On the plus side, Park Service spending on search and rescue (SAR) operations in the area went down about $17,500 per year on average, and Park revenues, which were not reported in the study, went up.
There is now a preseason lottery for permits. It requires a nonrefundable, $10 fee to enter. Park Service data reflects 27,000 people applied for permits in 2017 and 19 percent were successful.
At that rate, the Park Service would have raised $218,700 – about eight times the average annual SAR costs – from would-be hikers/backpackers who didn’t get permits.
The original thought behind instituting the permitting system was that overcrowding on the cables was driving up the number of accidents. The data, the researchers led by Susanne Spano from UC-San Francisco reported, “strongly suggests that overcrowding is not the key factor influencing safety on Half Dome.”
Half Dome is within a designated wilderness area in Yosemite. A Half Dome Stewardship Trail Plan cited wilderness management as well as safety as a reason for instituting the permit system. Up to 1,200 people per day were using the cables before permits were instituted.
“Wilderness” versus wild
Lining up to use the cables, compromised “visitors’ opportunities for solitude,” the stewardship plan said.
How exactly the Park Service settled on 300 permits is unclear in the report, which included options for as many as 400 and as few as 140.
“At 140 people per day, maximum day-use levels are expected to always remain below the statistical model threshold for crowding, and there would be no delays while traveling on the cables even during maximum use periods,” the report says, which suggests there could be delays at any level above 140.
Three hundred people per day on most Alaska trails would not be considered “solitude”, but “wilderness” is too a large degree in the eye of the beholder and the location of the national park. Denali National Park and Preserve backpackers are restricted by permit to large units of the park where the number of hiking parties is limited to four to a dozen at a time.
The best argument for restrictions in Yosemite, the stewardship plan said, was that “crowding subjects hikers to long travel times and delays in ascending and descending the Half Dome Cables and may prevent them from getting down from the exposed section of the trail in a timely manner to avoid rain and lightning storms.”
The Park Service rejected the idea of simply removing the cables from the route, which would have discouraged a lot of hikers, as too dangerous from a public safety standpoint. It also rejected the idea of adding a third cable, so as to create an up trail and a down trail to speed travel.

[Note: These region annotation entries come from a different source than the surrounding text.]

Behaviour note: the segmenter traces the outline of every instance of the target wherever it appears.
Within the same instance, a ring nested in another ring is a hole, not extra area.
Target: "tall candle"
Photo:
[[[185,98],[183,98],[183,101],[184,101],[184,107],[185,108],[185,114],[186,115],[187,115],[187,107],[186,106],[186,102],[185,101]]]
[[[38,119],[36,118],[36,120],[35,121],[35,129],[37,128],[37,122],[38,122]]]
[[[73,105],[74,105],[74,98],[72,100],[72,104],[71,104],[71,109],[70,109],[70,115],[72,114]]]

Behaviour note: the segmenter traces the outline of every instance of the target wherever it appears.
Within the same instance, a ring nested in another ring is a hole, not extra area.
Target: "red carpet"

“The NPS dismissed this alternative because reducing opportunities for solitude and adding development in wilderness contradict the objectives of this plan to protect wilderness character and improve the visitor experience in the project area. A third cable would allow continued, extremely high use of the trail resulting in crowding on the trail and summit, with encounter rates that far exceed any other wilderness area in Yosemite or in the U.S.,” the study said.
In terms of visitor use, Yosemite is at the opposite extreme from Alaska’s wilderness parks. Somewhere between 4 and 5 million people per year visit the California park.
Alaska’s Denali National Park and Preserve, a park about three times the size of Yosemite, attracts about an eighth the number of visitors. And Denali is busy by Alaska standards.
Alaska’s Wrangell-St. Elias National Park and Preserve, the largest national park in the world, attracted only 87,159 visitors in its record year of 2012, according to the Park Service. Yosemite attracts 47,000 more visitors than that in the low-use month of January.